In an interview with The Diplomat in June 2024, Oo Hla Saw, noted the Arakan Army's success is due to many factors with strong leadership is the key. He remarked that unlike earlier Rakhine political groups, the AA’s leadership stands out.

==Writing career==
During his middle school years, U Oo Hla Saw admitted that he was weak in the Burmese language. He served as an editor for magazines such as Rakhine Tansaung (published by Yangon University) and Rakhine RouMa Magazine. He also worked as an editor for private monthly literary journals and even served as an editor for the Federal Journal. Oo Hla Saw wrote across fiction, poetry, and political literature, and published 11 books. He received awards such as the Yangon Institute of Technology Short Story Prize and the Moe Moe Inlay Memorial First Prize.

==Death==
He had been suffering from throat cancer since around 2023 and was receiving treatment.

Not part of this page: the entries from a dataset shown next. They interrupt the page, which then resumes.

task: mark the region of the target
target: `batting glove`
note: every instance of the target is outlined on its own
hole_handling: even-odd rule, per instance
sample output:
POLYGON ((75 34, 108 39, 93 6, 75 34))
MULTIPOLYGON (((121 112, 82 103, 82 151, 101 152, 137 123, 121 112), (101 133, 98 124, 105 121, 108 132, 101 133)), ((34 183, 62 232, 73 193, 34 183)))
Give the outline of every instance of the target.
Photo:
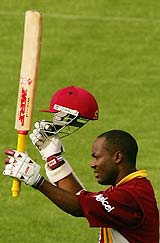
POLYGON ((34 188, 38 188, 42 184, 44 177, 39 173, 40 166, 27 153, 7 150, 5 154, 7 155, 3 171, 5 176, 17 178, 34 188))
POLYGON ((46 161, 45 170, 49 181, 55 182, 72 173, 69 163, 62 157, 64 147, 58 135, 48 136, 45 133, 44 122, 35 123, 35 129, 30 134, 32 143, 39 150, 42 159, 46 161))

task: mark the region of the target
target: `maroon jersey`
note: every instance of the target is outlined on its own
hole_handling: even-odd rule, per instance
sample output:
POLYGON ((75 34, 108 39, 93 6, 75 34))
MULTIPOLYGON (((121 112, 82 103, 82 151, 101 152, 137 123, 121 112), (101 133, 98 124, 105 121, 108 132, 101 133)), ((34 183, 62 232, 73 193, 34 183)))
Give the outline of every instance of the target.
POLYGON ((105 191, 77 195, 91 227, 100 227, 100 243, 158 243, 159 212, 153 188, 134 172, 105 191))

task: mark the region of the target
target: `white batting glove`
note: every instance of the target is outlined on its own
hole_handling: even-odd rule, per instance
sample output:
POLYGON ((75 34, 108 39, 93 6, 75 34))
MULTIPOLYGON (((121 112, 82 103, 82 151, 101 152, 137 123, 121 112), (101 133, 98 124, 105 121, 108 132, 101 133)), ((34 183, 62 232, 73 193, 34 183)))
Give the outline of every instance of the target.
POLYGON ((52 155, 64 152, 64 148, 58 135, 48 136, 47 131, 45 132, 43 121, 35 123, 35 129, 29 137, 39 150, 42 159, 45 161, 52 155))
POLYGON ((45 133, 44 122, 35 123, 35 129, 30 134, 32 143, 39 150, 42 159, 46 161, 45 170, 49 181, 55 182, 72 173, 69 163, 62 157, 64 147, 58 135, 48 136, 45 133))
POLYGON ((7 150, 8 156, 5 160, 5 169, 3 174, 17 178, 25 184, 38 188, 44 178, 40 175, 40 166, 35 163, 27 153, 21 153, 16 150, 7 150))

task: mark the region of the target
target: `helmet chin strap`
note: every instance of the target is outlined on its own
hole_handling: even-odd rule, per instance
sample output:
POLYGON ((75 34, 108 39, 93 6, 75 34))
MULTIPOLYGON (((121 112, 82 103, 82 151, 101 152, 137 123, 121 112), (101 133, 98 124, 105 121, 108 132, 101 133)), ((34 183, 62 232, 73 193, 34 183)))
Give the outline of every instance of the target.
POLYGON ((89 119, 78 117, 78 114, 78 112, 68 114, 63 111, 54 113, 53 122, 45 120, 41 121, 41 133, 43 133, 43 136, 45 137, 58 134, 59 137, 62 138, 71 135, 89 121, 89 119))

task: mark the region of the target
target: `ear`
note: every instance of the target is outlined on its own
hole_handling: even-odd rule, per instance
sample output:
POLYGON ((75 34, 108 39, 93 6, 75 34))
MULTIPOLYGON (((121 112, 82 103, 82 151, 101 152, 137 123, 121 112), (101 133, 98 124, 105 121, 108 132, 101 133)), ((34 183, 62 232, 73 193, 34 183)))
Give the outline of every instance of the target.
POLYGON ((118 164, 124 159, 124 155, 121 151, 116 151, 114 154, 115 163, 118 164))

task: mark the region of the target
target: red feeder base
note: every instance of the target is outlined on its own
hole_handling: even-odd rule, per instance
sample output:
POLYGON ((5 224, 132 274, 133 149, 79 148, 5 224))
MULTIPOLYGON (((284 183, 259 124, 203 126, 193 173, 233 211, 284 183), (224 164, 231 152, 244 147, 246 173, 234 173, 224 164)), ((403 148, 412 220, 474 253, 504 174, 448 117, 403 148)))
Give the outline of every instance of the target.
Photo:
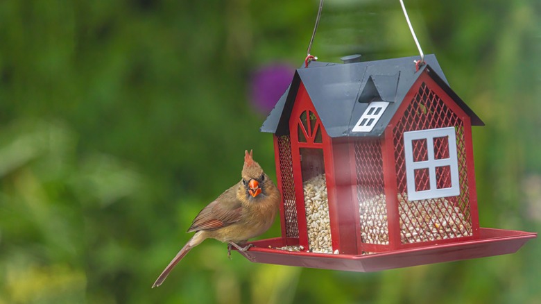
POLYGON ((535 237, 536 233, 482 228, 479 239, 361 255, 276 249, 285 246, 283 239, 277 237, 254 242, 255 246, 245 254, 248 260, 258 263, 370 272, 514 253, 535 237))

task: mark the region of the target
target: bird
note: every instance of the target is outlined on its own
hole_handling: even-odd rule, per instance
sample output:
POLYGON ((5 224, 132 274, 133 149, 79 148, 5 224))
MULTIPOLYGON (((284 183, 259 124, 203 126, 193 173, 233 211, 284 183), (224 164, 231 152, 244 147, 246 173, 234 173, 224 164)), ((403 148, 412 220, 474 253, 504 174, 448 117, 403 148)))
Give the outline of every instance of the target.
POLYGON ((165 267, 152 288, 161 285, 180 260, 205 239, 227 243, 230 257, 232 247, 244 254, 252 246, 246 245, 248 240, 270 228, 278 210, 280 193, 252 155, 252 150, 244 151, 241 180, 197 214, 187 230, 196 233, 165 267))

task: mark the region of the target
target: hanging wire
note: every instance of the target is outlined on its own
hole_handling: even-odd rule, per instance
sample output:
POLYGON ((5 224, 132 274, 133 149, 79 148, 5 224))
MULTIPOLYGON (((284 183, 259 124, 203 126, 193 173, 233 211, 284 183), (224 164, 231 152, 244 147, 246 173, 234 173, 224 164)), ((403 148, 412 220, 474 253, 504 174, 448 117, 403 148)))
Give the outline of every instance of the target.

On the night of 5 May 2025, U Oo Hla Saw died at approximately 11:45 p.m. in a hospital in Mizoram State of India, after receiving treatment for throat cancer. He was 72 years old at the time of his death. His passing drew public condolences from the Foreign Affairs Minister of the National Unity Government (NUG). The AA/ULA issued an official statement mourning his death.